При этих словах Тоська фыркнула. Вот не вру. А ведь это была влюбленная в меня до безумия комсомолка. Она за мной бегала как привязанная. Даже пыталась вместе учить эсперанто.
И уверяла, что готова ехать хоть на край света, поднимать на восстание суданских негров.
А при словах о богатырском плече рассмешилась. Я-то знал почему. Не раз она на это плечо клала свою кудрявую головку… И соскальзывала… Я несколько узкоплеч… Ну, не стал я ее при всех конфузить и смолчал.
«Ладно, — говорю, — какую же работенку мне по размаху вы хотите предложить?»
«Да уж не простую, — отвечает, — достойную твоей устремленности. Такую, что в веках останется. В историю войдет».
«Короче, короче!»
«Ты ведь у нас такой, что тебе реки вспять поворачивать. Горы двигать…»
«Еще короче!»
И знаете, о какой они истории речь вели? Об истории Заболотья. Какие горы имели в виду? Какие реки? Догадываетесь? Грязнушку, омывающую депо, и глиняные бугры, оставшиеся от выемки ямы для поворотного круга.
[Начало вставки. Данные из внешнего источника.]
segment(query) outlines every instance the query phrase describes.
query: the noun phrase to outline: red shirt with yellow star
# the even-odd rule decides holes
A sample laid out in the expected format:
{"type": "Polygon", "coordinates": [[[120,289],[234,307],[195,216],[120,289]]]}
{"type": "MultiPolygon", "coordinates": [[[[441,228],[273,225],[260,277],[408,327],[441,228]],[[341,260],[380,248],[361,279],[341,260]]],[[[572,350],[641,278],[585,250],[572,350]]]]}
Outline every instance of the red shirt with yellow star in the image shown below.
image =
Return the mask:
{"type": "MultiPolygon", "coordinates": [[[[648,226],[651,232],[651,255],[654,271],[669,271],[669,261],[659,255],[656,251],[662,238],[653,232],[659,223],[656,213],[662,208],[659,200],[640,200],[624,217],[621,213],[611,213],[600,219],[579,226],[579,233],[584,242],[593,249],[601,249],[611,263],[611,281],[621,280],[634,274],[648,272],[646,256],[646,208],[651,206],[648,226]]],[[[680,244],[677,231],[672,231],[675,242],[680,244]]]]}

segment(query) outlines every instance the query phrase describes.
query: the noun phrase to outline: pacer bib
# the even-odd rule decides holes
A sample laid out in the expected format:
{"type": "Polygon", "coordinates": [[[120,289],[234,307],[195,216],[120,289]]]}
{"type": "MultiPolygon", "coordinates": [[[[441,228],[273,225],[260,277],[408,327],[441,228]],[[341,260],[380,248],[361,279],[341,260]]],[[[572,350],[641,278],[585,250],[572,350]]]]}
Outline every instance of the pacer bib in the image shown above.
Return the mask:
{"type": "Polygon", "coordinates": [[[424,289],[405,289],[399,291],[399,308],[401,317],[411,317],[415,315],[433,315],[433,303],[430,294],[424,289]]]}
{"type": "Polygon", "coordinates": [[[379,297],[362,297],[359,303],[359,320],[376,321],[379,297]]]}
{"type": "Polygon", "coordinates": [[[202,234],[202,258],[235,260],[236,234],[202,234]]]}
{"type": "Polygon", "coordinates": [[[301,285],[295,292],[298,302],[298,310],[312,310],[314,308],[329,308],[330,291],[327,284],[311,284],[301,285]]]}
— Ха-ха-ха! — Кривой расхохотался, как Мефистофель, и прошелся от возбуждения по комнате, сильно прихрамывая. — Им, видите ли, захотелось, не дожидаясь мировой революции и всемирного счастья трудящихся, завести в нашем Заболотье уютную жизнь. Запрудить Грязнушку, создать зеркало пруда, развести вокруг сад. Грызть райские яблочки, посматриваться в водное зеркало, купаться летом, кататься на коньках зимой, да еще под музыку. Словом, создать в Заболотье хорошую жизнь для самих себя и окружающих.
— Ну и что же ты? — спросил Алешка заинтересованно.
— Я смерил их презрительным взглядом!
— А дальше?
— А дальше я им сказал:
«Позвольте, что же это вы задумали — подрыв революции?»
«Почему — подрыв? Разве устройство хорошей жизни — это…»
— Отчего революционеры делались, я вас спрашиваю? — Парень уставился в нас одним глазом, который у него как-то странно завертелся, словно буравил. И ткнул в каждого пальцем.